Sur les petites télé je vois trois icônes. Deux fonds noir et une photo d’une rue. Et alors là je suis très forte parce que j’ai reconnu le Pakistan. (yeah). Donc je me suis dit « c’est soit le pétrole soit Bhutto ». Ce fut cette dernière.
Mais avant ces festivités, place aux petits topos rapides (une vingtaine de lignes par événements) : La conf’ d’Annapolis, le Traité européen simplifié, la crise des « subprimes » (que je n’ai jamais aussi bien expliqué de ma vie, je me suis impressionnée), la réforme de la carte judiciaire en France et oh mystère : Rajundra Kumar Pachauri. Je n’avais jamais entendu parler de ce cher Rajundra. En fait si, mais comme son nom était trop compliqué, je n’ai enregistré qu’Al Gore à la oh grande remise des Prix Nobel. Je mérite le fouet.
Petit soulagement, personne autour de moi ne savait de qui il s’agissait. En sortant de l’épreuve, quelqu’un se pavanait « ouais moi je sais qui c’est : un rebelle de nananana ». Bref je me moque pas j’ai laissé l’espace vide. (mh). Après ça ce fut au tour de Mme Bhutto et je suis loin d’être satisfaite putain de merde. (ça y est je suis vulgaire, refoutez-moi). La lecture des documents m’a carrément barbée parce que la plupart sont encadrés dans ma chambre et que je les connaissais par cœur. Du coup j’ai un peu trimé, paradoxalement. L’objectif n’est pas tant de dire ce qu’il s’est passé mais bien comment ça a été traité. Et c’est là toute la difficulté. J’ai trop expliqué les faits et enjeux, et, proportionnellement, sans doute pas assez les clivages en fonction du pays d’où sont issus les analyses. Je l’ai dit sans bien le dire. Ce n’est pas écrit noir sur blanc, disons. Je me console en me disant que j’ai été trèèèèès critique et ça faisait parti des objectifs énoncés. Disons que dans l’ensemble ce n’est pas parfait, mais je me trouve au moins correcte.
Après j’ai mangé assise sur un trottoir. C’était un peu glauque.
Puis j’ai englishé. Oh grand soulagement je crois que ça ne s’est pas trop mal passé.

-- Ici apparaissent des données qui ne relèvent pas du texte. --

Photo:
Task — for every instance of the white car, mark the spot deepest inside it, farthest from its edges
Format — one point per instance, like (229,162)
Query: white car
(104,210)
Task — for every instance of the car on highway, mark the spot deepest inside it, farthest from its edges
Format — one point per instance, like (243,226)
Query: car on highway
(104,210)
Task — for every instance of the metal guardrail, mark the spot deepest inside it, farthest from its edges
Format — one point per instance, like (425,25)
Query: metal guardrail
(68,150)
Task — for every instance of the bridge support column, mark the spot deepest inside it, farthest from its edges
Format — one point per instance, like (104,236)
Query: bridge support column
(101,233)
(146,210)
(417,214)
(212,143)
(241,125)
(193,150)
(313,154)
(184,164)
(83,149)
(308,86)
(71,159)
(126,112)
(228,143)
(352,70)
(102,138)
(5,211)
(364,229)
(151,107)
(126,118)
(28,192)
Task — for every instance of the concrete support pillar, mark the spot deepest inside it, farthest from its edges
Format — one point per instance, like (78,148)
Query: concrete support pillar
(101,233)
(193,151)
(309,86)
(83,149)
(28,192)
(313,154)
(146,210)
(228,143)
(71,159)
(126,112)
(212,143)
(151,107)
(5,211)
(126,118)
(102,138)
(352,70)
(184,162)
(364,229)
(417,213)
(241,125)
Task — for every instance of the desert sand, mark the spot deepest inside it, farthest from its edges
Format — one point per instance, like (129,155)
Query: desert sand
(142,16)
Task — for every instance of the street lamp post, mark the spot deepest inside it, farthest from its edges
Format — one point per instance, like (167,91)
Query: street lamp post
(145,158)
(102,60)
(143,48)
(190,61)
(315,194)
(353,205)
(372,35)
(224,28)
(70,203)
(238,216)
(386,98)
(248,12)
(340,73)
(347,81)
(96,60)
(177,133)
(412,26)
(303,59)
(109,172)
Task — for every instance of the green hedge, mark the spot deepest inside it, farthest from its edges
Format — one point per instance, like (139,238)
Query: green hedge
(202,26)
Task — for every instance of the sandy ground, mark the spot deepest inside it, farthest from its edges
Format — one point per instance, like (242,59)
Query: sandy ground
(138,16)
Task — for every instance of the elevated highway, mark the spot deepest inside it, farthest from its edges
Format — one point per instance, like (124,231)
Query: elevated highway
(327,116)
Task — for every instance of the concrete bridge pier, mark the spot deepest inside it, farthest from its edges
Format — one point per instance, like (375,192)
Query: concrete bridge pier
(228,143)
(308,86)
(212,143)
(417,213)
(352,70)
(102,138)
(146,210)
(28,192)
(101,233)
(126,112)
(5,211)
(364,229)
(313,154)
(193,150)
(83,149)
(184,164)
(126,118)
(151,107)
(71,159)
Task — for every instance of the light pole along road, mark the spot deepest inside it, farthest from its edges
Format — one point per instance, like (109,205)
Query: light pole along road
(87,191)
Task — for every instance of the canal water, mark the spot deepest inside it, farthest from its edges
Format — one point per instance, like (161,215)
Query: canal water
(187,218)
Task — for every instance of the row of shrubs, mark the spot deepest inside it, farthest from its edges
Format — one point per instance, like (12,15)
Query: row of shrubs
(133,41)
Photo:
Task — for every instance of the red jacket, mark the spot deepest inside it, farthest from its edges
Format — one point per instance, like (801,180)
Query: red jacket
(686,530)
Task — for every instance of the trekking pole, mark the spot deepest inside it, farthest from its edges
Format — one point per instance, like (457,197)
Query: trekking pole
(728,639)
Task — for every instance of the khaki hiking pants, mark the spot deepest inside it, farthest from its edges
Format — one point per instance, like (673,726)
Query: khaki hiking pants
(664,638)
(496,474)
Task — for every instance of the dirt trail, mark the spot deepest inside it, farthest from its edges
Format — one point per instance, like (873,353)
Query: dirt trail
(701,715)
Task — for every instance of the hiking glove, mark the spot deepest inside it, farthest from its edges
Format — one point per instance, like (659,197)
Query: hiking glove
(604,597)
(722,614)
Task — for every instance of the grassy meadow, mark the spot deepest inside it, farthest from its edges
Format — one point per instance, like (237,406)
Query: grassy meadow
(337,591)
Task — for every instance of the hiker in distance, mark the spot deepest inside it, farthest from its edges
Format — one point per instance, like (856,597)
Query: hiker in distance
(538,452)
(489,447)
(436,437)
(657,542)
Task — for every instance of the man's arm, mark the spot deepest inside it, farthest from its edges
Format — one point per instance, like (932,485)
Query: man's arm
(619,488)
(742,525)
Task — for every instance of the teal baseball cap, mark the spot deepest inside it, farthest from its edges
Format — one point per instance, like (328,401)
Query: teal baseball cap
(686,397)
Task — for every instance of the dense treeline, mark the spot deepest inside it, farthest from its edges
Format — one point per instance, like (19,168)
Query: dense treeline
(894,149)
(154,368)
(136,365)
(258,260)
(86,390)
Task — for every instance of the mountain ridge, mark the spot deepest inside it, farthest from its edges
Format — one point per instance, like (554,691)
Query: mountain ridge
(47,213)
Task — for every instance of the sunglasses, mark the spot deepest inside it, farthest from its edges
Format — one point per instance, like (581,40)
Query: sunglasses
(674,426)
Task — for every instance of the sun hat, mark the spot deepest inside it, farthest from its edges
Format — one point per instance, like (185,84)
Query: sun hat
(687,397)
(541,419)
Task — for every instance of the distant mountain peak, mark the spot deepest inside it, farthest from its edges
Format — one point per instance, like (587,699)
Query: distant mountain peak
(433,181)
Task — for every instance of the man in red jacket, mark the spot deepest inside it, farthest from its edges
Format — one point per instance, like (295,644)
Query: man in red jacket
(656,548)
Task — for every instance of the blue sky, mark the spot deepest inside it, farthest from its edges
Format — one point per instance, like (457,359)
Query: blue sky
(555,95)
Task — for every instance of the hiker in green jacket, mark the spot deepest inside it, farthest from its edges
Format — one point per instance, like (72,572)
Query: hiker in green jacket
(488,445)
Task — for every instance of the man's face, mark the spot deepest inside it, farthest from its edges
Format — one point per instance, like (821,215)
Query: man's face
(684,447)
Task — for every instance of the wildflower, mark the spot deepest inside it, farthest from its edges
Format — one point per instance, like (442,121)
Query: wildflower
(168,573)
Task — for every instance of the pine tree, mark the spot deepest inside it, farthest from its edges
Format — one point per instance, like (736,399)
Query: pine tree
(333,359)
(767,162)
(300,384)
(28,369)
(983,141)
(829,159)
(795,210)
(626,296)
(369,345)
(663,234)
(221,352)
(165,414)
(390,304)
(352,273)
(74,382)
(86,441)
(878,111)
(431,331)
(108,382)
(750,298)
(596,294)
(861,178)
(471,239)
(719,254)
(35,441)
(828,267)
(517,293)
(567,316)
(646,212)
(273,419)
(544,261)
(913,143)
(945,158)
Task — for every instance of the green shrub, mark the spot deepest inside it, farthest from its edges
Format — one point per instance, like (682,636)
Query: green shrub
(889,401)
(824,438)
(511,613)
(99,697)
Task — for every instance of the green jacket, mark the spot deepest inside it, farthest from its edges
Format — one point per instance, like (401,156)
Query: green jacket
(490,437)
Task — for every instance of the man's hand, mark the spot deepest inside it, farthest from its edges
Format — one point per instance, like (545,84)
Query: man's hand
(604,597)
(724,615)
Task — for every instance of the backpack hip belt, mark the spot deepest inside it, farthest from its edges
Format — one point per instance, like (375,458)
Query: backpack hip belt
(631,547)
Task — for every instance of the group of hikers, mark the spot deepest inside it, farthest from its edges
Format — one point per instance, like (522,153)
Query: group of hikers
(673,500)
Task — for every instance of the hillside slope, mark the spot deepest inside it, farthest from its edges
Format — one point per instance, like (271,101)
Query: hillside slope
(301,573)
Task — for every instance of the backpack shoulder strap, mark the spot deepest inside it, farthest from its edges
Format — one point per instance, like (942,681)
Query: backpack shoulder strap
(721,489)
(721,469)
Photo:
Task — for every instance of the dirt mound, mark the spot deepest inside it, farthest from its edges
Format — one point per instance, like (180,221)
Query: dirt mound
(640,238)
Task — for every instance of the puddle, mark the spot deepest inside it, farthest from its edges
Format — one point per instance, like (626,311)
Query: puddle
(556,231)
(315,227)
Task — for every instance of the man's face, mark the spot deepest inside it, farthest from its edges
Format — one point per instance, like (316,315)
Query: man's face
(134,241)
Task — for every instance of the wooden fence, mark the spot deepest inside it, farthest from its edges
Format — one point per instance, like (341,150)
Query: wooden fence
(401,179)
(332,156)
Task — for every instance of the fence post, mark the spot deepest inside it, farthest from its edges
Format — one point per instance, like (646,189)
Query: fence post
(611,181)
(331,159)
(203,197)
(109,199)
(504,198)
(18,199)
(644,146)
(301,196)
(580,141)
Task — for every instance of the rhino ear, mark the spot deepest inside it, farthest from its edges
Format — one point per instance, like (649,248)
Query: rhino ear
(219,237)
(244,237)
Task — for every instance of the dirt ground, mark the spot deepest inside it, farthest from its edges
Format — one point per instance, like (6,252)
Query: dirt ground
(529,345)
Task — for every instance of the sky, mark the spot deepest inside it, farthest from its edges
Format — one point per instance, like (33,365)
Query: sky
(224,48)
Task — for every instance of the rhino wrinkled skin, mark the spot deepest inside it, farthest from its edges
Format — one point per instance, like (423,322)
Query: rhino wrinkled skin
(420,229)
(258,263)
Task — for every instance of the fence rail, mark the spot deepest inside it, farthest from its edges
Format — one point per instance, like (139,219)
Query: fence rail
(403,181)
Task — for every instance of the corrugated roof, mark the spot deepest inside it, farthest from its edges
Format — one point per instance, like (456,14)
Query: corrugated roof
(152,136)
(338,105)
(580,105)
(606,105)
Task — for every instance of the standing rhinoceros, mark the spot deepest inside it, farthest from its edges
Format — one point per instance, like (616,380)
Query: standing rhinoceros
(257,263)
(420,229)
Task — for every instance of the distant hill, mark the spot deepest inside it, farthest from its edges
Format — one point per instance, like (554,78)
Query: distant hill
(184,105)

On est tombé sur la conférence de Bali. Ça pouvait pas être mieux : l’environnement est le thème sur lequel j’ai le plus de vocabulaire et d’expressions. Mais bon je demeure une louseuse de l’anglais hein. Tout le monde passe le même examen d’anglais donc ceux qui avait préparé la mention journalisme était un peu avantagés (même si ça n’empêche pas les autres d’ouvrir des journaux). Disons que réviser mes « Bruxelles 160g Co2/Km --} 120g taxe lourd lalala » m’a sans doute un peu aidée. L’objectif initial était d’avoir plus de 6 de toute manière… mh.
Enfin ce fut la grande et magique phrase avec laquelle il
faut dialoguer durant une heure et demi. « L’ a i r d e l a v i l l e r e n d l i b r e . » Je me suis bien amusée. Même si mon
cher correcteur me trouve pitoyable moi ça m’a haaaaaaaaaaaaaaaa. J’ai été
transportée par ma conclusion sans doute un peu rapide (plus de temps) mais
bien trouvée selon moi. (Je n’ose même pas plus en parler parce que ça paraît
un peu tiré par les cheveux mais ça coulait de source). En un mot-indice
« Oxygène ». (Si quelqu’un trouve il est trop fort).

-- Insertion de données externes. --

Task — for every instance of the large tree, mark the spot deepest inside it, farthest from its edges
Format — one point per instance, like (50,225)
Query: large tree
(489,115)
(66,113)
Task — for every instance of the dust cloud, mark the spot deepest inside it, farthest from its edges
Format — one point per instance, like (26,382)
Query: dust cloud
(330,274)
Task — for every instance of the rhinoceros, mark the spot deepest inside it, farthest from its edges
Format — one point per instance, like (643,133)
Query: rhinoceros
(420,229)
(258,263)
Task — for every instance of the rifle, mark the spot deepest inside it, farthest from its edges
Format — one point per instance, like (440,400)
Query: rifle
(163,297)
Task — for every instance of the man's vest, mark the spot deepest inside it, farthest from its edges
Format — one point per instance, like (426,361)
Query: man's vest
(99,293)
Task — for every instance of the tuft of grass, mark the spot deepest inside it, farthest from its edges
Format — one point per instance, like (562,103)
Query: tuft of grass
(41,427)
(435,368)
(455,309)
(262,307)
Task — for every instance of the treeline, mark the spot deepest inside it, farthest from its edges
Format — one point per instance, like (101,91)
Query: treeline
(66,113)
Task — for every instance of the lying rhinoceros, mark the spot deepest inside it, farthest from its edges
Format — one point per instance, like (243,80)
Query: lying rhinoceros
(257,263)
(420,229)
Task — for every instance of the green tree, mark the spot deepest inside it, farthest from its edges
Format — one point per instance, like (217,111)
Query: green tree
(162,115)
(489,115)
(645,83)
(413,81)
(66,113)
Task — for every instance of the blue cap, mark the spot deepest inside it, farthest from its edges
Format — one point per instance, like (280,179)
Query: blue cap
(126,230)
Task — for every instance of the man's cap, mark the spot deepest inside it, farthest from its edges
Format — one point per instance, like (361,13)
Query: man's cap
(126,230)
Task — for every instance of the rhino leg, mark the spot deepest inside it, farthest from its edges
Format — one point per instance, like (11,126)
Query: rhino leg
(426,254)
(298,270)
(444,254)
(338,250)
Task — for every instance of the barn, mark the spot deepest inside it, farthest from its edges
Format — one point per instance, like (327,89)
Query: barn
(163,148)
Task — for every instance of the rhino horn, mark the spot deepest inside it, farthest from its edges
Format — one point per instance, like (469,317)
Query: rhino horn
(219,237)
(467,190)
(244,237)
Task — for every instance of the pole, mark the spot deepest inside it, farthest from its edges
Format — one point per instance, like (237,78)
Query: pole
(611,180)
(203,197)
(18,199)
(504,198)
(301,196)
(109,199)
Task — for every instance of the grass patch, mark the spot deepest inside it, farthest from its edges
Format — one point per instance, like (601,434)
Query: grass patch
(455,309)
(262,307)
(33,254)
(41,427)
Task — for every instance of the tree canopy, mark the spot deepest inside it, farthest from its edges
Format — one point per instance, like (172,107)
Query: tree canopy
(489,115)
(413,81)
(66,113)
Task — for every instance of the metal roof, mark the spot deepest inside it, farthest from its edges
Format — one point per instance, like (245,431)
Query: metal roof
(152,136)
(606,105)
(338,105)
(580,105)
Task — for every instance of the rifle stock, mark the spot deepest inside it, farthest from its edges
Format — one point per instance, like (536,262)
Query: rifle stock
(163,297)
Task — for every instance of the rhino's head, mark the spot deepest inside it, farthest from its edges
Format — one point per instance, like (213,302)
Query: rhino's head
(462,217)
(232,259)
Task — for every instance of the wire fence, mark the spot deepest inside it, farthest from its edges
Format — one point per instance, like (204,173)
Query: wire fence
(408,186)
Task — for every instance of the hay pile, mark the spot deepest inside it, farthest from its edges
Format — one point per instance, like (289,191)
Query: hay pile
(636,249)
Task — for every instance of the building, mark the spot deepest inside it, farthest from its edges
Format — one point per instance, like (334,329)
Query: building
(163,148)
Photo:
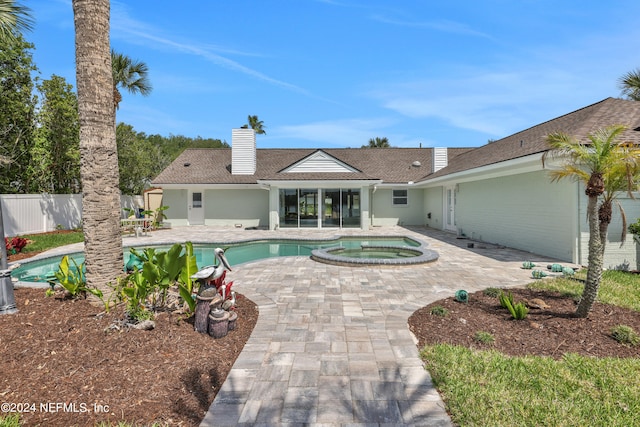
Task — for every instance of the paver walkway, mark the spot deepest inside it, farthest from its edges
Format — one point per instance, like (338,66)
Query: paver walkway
(331,346)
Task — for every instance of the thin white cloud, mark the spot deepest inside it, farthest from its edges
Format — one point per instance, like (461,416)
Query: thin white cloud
(344,133)
(442,25)
(134,31)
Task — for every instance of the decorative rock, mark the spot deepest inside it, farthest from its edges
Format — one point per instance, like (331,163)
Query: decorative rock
(462,296)
(219,326)
(538,274)
(145,325)
(233,316)
(555,268)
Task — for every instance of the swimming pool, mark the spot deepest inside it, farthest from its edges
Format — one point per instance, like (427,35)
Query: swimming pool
(237,253)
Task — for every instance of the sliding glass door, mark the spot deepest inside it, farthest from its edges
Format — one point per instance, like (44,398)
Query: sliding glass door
(313,208)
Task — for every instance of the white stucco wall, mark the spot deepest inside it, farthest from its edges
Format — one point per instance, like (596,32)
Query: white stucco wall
(433,204)
(177,202)
(524,211)
(383,213)
(244,207)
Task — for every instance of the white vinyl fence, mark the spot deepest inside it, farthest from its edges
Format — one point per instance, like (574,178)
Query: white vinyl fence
(39,213)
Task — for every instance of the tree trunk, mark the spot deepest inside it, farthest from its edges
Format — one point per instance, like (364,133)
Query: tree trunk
(98,150)
(596,259)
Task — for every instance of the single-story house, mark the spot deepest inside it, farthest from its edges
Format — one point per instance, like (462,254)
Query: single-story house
(498,193)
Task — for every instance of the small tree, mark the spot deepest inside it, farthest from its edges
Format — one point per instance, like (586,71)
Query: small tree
(378,142)
(606,167)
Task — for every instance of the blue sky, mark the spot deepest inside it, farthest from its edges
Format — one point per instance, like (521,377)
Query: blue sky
(335,73)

Grande conclusion : Je suis prête pour les six autres concours,
j’ai adoré. Ça c’est le positif. Le négatif : les autres étudiants étaient
tous des fils de. bien propres sur eux et ils m’ont fait très peur. Le grand
bilan : j’ai les jambes encore toutes tremblantes-fatiguées, et je n’ai
jamais autant voulu faire ce métier.